I just really love the attitude of the music that comes out of that city or area. It's really raw and loose and it doesn't try too hard—it's just very natural music with no frills that comes from the heart. I don't know what it is but I feel I can sonically identify with those guys more over any other sound.
We concluded in our Real Scenes film last year that the scene in Bristol was in really good shape. Would you say that's still the case?
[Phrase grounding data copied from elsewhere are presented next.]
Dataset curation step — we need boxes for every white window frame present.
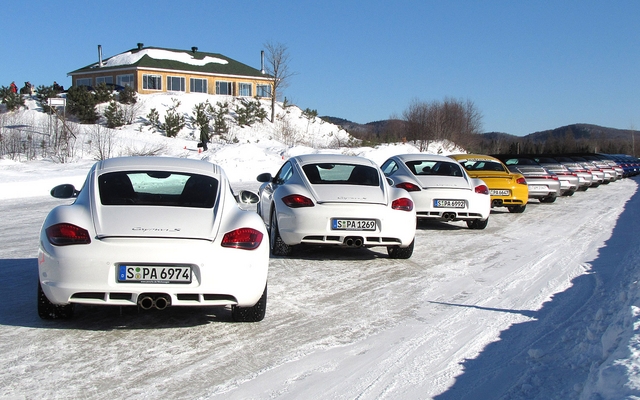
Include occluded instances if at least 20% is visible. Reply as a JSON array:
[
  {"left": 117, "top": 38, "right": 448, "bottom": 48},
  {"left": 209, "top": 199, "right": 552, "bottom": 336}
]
[
  {"left": 76, "top": 78, "right": 92, "bottom": 87},
  {"left": 190, "top": 78, "right": 208, "bottom": 93},
  {"left": 96, "top": 76, "right": 113, "bottom": 85},
  {"left": 238, "top": 82, "right": 252, "bottom": 97},
  {"left": 117, "top": 74, "right": 134, "bottom": 87},
  {"left": 216, "top": 81, "right": 233, "bottom": 95},
  {"left": 256, "top": 84, "right": 271, "bottom": 98},
  {"left": 143, "top": 74, "right": 162, "bottom": 90},
  {"left": 167, "top": 76, "right": 186, "bottom": 92}
]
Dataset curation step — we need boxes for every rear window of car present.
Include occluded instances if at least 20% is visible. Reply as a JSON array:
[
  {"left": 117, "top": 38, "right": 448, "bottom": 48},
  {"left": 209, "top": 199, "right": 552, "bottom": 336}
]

Yes most definitely, the scene here is quite healthy now. A lot of people are traveling from all over the country to come and party in Bristol—we've been doing it for years and now it's really great to see Bristol on the map for techno and house.
What are you up to next?
A collaborative project with Will Saul is forthcoming on Aus, plus my second Skudge EP is in the pipeline for next year. Naturally there will be more TANSTAAFL bits on the way and we've signed tracks by Tazz, Jilt van Moorst and KEL (Elias Landberg / one half of Skudge) all forthcoming next year. I'm also working on tracks for Skylax and more bits for Skudge too. I'm also keen to get something done for one of the Firecracker sub-labels from Glasgow, so I've got a lot of time to invest in the studio over the coming months. Also got some great gigs coming up, including our bi-monthly TANSTAAFL at Tresor residency, Eastern Electrics NYE, fabric and my Panorama Bar debut all on the horizon.